Elinin kenarına düşen bir taç yaprağı ile bölündü Seyran'ın düşünceleri. Çalışma masasına renk katması için beslediği çiçeklerden biri son bir haftada yapraklarını kaybedip başını eğmişti. Umutsuzlukla sağ elini kaldırdı Seyran. Çiçeğin başını kaldırma çabası nafileydi. Çünkü ne olursa olsun çiçeğin mevsimi geçmişti. Verdiği su yeterli gelmeyecek, ofisin aldatıcı sıcaklığı çiçeğin fıtratını değiştirmeyecekti. Mevsimsiz açmaya çalışan her çiçek gibi o da hayata erken veda edecekti.
Düşen yaprağı toprağına geri koyarak küçük saksıyı kendine çekti. Belki de bu aralar fazla ihmal etmişti çiçeği. Yeterince sulamamış, toprağını değiştirmemişti. Çiçeğin bitkin hali kalbini kırdı Seyran'ın. Veda hiçbir çiçeğe yakışmazdı ama yerini ve zamanını kabul etmeyen çiçek öğreticiydi tabi. Hiçbir canlı ait olmadığı yerde durmak istemezdi.

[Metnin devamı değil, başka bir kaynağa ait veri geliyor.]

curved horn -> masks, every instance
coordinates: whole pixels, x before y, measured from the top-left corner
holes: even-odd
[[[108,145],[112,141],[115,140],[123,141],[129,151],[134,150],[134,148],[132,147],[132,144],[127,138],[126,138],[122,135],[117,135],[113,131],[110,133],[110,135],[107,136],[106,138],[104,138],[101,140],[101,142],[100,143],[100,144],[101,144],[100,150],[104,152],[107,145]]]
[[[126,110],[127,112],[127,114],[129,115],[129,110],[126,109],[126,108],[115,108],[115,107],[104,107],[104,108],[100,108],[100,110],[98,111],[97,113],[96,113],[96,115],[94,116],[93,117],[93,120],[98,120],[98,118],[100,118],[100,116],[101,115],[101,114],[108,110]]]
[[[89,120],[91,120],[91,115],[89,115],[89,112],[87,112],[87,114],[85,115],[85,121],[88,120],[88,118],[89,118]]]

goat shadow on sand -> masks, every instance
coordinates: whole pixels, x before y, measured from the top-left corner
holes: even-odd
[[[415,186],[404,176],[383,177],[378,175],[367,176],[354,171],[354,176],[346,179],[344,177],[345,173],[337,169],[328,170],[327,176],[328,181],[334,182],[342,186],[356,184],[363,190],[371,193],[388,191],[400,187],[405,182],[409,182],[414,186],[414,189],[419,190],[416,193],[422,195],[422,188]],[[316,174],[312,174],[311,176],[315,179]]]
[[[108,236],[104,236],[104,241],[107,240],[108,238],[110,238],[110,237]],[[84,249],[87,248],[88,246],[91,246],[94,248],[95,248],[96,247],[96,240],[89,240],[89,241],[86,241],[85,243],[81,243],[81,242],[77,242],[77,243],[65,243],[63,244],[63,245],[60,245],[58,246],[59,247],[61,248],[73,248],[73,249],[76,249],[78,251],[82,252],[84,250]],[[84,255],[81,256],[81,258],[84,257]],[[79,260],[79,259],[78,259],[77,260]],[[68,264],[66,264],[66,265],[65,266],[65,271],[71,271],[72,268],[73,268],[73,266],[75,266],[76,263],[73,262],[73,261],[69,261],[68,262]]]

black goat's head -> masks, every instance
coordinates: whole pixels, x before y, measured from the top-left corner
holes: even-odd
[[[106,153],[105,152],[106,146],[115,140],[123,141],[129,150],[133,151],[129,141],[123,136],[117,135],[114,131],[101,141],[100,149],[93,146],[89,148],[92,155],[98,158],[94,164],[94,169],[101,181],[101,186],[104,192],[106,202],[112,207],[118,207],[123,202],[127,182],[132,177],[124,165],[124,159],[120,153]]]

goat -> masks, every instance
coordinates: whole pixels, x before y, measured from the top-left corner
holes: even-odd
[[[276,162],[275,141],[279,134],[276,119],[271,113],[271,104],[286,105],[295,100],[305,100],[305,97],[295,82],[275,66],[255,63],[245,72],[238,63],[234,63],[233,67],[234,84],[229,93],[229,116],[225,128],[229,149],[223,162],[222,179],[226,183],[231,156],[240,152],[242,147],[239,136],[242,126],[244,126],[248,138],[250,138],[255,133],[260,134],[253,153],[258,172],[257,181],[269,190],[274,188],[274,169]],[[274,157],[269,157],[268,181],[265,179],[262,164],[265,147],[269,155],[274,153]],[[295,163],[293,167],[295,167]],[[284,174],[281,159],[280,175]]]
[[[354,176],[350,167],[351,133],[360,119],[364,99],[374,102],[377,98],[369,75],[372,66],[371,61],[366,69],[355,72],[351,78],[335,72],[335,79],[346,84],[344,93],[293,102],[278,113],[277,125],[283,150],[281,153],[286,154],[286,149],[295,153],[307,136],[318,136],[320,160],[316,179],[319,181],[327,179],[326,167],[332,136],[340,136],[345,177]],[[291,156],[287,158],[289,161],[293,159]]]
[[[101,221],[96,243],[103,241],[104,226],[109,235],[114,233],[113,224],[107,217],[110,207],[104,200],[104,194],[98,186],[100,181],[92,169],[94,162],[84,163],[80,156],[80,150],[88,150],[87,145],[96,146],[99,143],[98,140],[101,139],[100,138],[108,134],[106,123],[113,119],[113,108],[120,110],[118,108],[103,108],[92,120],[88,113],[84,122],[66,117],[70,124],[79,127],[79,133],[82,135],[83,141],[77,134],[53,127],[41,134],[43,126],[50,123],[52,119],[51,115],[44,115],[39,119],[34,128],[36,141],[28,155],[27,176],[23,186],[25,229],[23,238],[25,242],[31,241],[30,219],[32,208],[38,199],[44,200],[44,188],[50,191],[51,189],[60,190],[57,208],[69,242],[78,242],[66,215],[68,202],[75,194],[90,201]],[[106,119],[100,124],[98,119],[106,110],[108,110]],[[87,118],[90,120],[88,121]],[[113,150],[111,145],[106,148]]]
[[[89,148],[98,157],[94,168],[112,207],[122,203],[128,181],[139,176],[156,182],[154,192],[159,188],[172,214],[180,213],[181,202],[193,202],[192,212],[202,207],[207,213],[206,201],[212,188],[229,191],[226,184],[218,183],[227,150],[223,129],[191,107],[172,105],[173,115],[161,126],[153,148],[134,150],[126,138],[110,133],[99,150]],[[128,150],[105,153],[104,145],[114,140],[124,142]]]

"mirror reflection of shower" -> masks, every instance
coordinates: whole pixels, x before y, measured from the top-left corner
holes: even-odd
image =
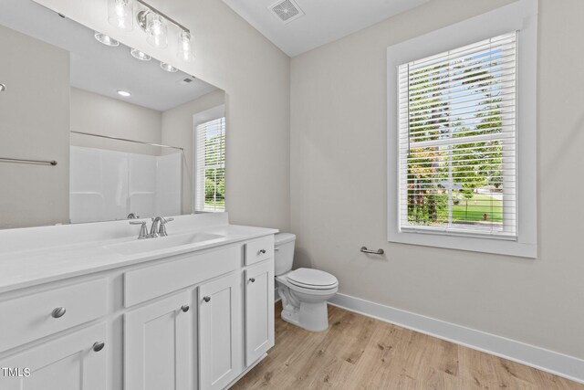
[[[181,214],[182,180],[192,177],[182,148],[81,132],[71,137],[71,223]]]

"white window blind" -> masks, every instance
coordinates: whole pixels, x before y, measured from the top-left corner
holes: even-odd
[[[225,209],[225,118],[201,123],[195,130],[196,211]]]
[[[398,67],[401,231],[516,237],[516,36]]]

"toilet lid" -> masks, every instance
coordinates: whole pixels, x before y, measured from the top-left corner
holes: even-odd
[[[312,269],[298,269],[287,275],[292,284],[307,289],[331,289],[339,284],[328,272]]]

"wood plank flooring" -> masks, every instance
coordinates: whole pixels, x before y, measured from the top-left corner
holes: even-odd
[[[584,385],[328,306],[328,330],[282,321],[276,346],[232,389],[582,389]]]

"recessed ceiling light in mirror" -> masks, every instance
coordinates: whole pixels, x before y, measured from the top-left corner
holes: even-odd
[[[131,31],[134,27],[133,14],[132,0],[108,0],[108,21],[111,26]]]
[[[131,57],[140,59],[141,61],[150,61],[152,58],[148,54],[141,52],[137,48],[132,48],[130,52],[131,53]]]
[[[118,90],[118,95],[123,96],[124,98],[130,98],[131,96],[131,93],[128,92],[127,90]]]
[[[93,34],[93,37],[95,37],[95,38],[98,40],[98,42],[102,43],[106,46],[110,46],[110,47],[117,47],[120,46],[120,42],[118,42],[117,40],[115,40],[114,38],[112,38],[110,36],[107,36],[105,34],[102,34],[99,31],[95,31]]]
[[[171,73],[174,73],[174,72],[178,72],[179,71],[179,69],[177,69],[176,68],[174,68],[171,64],[167,64],[165,62],[161,62],[161,68],[162,69],[166,70],[167,72],[171,72]]]

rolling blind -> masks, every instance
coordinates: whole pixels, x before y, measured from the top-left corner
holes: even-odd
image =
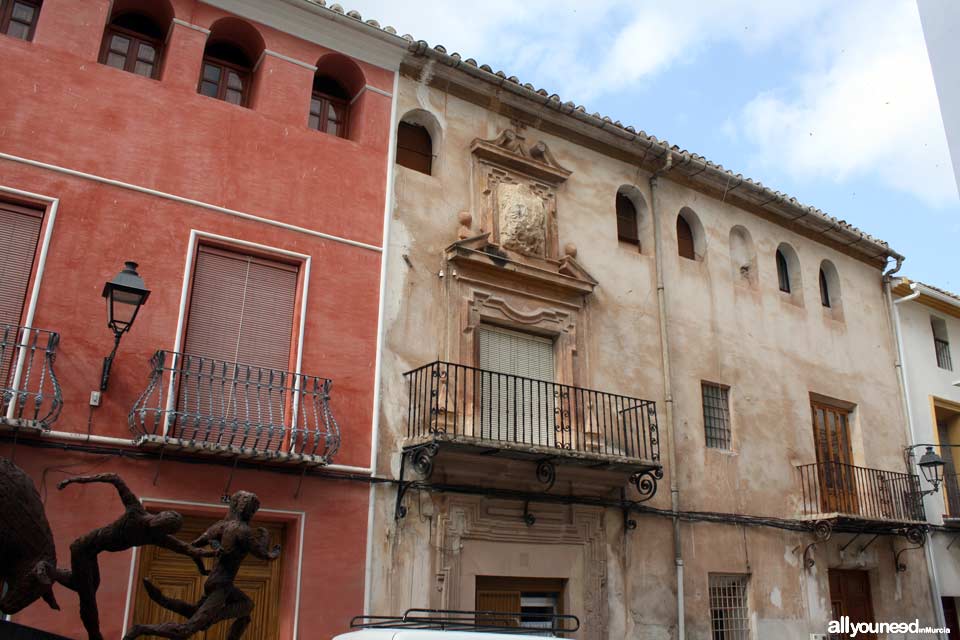
[[[19,325],[42,213],[0,202],[0,325]]]
[[[554,387],[538,382],[553,382],[553,341],[499,327],[481,327],[478,339],[480,369],[491,372],[481,374],[482,437],[554,446]]]
[[[183,350],[285,371],[296,297],[295,266],[201,246]]]

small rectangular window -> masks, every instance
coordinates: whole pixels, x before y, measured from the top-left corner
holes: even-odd
[[[0,33],[20,40],[33,40],[37,18],[40,17],[40,4],[40,0],[0,2]]]
[[[947,371],[953,371],[953,360],[950,358],[950,340],[947,336],[947,323],[942,318],[930,318],[930,327],[933,329],[933,348],[937,352],[937,366]]]
[[[750,640],[746,574],[710,574],[710,629],[713,640]]]
[[[713,449],[730,448],[730,388],[704,382],[703,429],[707,446]]]

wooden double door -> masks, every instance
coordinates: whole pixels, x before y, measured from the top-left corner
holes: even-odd
[[[824,513],[859,513],[856,470],[850,447],[850,412],[812,402],[820,508]]]
[[[843,616],[851,623],[876,622],[873,617],[873,599],[870,596],[870,574],[866,571],[830,569],[830,605],[833,619]],[[833,634],[831,638],[850,638],[848,634]],[[861,640],[877,640],[876,634],[857,634]]]
[[[177,534],[181,540],[195,539],[215,522],[212,518],[185,517],[183,528]],[[257,523],[270,532],[270,542],[281,544],[283,526],[276,523]],[[207,568],[211,560],[207,559]],[[247,556],[240,567],[234,584],[254,602],[253,621],[247,627],[245,638],[257,640],[276,640],[279,637],[280,607],[280,566],[281,559],[267,562]],[[161,608],[147,596],[143,588],[143,578],[149,578],[167,596],[197,602],[203,595],[203,583],[206,579],[197,571],[193,560],[160,547],[141,547],[137,572],[136,591],[134,592],[133,624],[156,624],[159,622],[183,622],[177,614]],[[231,621],[214,625],[196,640],[226,640]]]

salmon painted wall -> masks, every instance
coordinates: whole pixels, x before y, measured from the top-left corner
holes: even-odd
[[[111,5],[111,0],[45,0],[32,42],[0,36],[0,152],[283,224],[0,158],[0,186],[59,199],[32,323],[61,336],[56,371],[63,412],[52,428],[131,437],[127,414],[146,388],[150,356],[174,348],[190,234],[198,231],[311,257],[301,371],[333,380],[331,407],[342,433],[333,462],[367,467],[393,71],[330,58],[341,54],[251,22],[272,53],[256,68],[250,108],[238,107],[196,90],[205,30],[216,29],[229,14],[172,0],[176,21],[169,27],[160,77],[153,80],[97,62]],[[348,139],[307,128],[313,71],[304,65],[318,63],[349,69],[350,81],[359,79],[364,87],[352,105]],[[100,293],[124,260],[139,263],[152,294],[122,340],[102,405],[91,409],[88,398],[112,346]],[[69,561],[70,540],[120,511],[105,486],[58,492],[56,482],[68,474],[115,471],[141,497],[213,505],[184,507],[186,513],[216,513],[230,476],[229,467],[202,458],[198,464],[159,462],[32,447],[28,434],[19,439],[16,462],[45,492],[61,565]],[[0,455],[12,452],[9,439],[0,442]],[[293,551],[301,543],[300,629],[309,629],[311,638],[329,637],[362,612],[368,488],[307,475],[295,497],[299,480],[297,474],[241,468],[231,490],[255,491],[264,509],[295,514],[265,516],[293,523],[283,560],[280,637],[292,637]],[[106,637],[121,633],[130,561],[130,553],[101,558]],[[14,619],[85,637],[75,596],[59,587],[57,594],[63,611],[39,604]],[[301,632],[301,637],[307,636]]]

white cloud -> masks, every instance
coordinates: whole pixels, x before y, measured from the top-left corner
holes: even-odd
[[[731,81],[765,87],[722,124],[732,145],[752,151],[752,164],[795,180],[876,178],[928,204],[956,201],[914,0],[348,4],[400,33],[495,69],[499,63],[590,111],[604,96],[636,91],[717,45],[791,52],[805,69],[798,77],[731,70]]]
[[[916,7],[847,4],[810,46],[792,86],[747,104],[741,133],[758,163],[793,177],[876,177],[932,206],[956,202],[946,137]]]

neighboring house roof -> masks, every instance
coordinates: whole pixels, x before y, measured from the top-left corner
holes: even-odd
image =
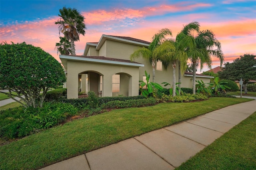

Mesai başladığından beri, yaklaşık üç saattir, ara vermeden çalıştığını fark edince telefona uzandı elleri. Ferit'ten akşamki piyano dinletisine hazırlandığını anlatan birkaç mesaj gelmişti. İçtenlikle gülümsedi Ferit'in heyecanlı haline. Bu heyecan için ufak bir yüzleşme gerekmişti. Dün ne kadar zorlansa da, kendine kızsa da buna değerdi. Ferit'in mutluluğu için tüm dünyayı karşısına alabilirdi.
O da kamerayı açtı ve solan çiçeğinin bir fotoğrafını çekti. Ferit'e henüz anlatamadığı kırgınlıklarını solan bir çiçeğin hikayesi ile örtmek istedi. Çiçek solmuş ve bir yaprak bırakmıştı Seyran'a solduğunu göstermek için. Peki Ferit neden aylardır, günden güne solduğunu Seyran'a belli etmemişti?
-bak sevgilim. solmuş çiçeğim.
-oysa gözüm gibi bakmıştım hep.
-niye böyle oldu ki?Çiçeği eski yerine bırakıp işine dönmek üzere iken Pelin'le göz göze geldi. Her gün Pelin'in bu bakışlarına maruz kalmak bile solmak için yeterli bir sebepti. Başına gelen kötü şeyleri sevmediği insanlara yorardı herkes. Ama Seyran'ı huzursuz eden her şey Pelin'in etrafına şekilleniyor gibiydi. Kayıp fotoğraf düştü birdenbire aklına. O da ait olmadığı topraklarda mahsur kalmış olabilir miydi?
"Kaldır şu çiçeklerini artık buradan. Böceği sineği eksik olmuyor. Bir de onlarla uğraşıyorum sonra."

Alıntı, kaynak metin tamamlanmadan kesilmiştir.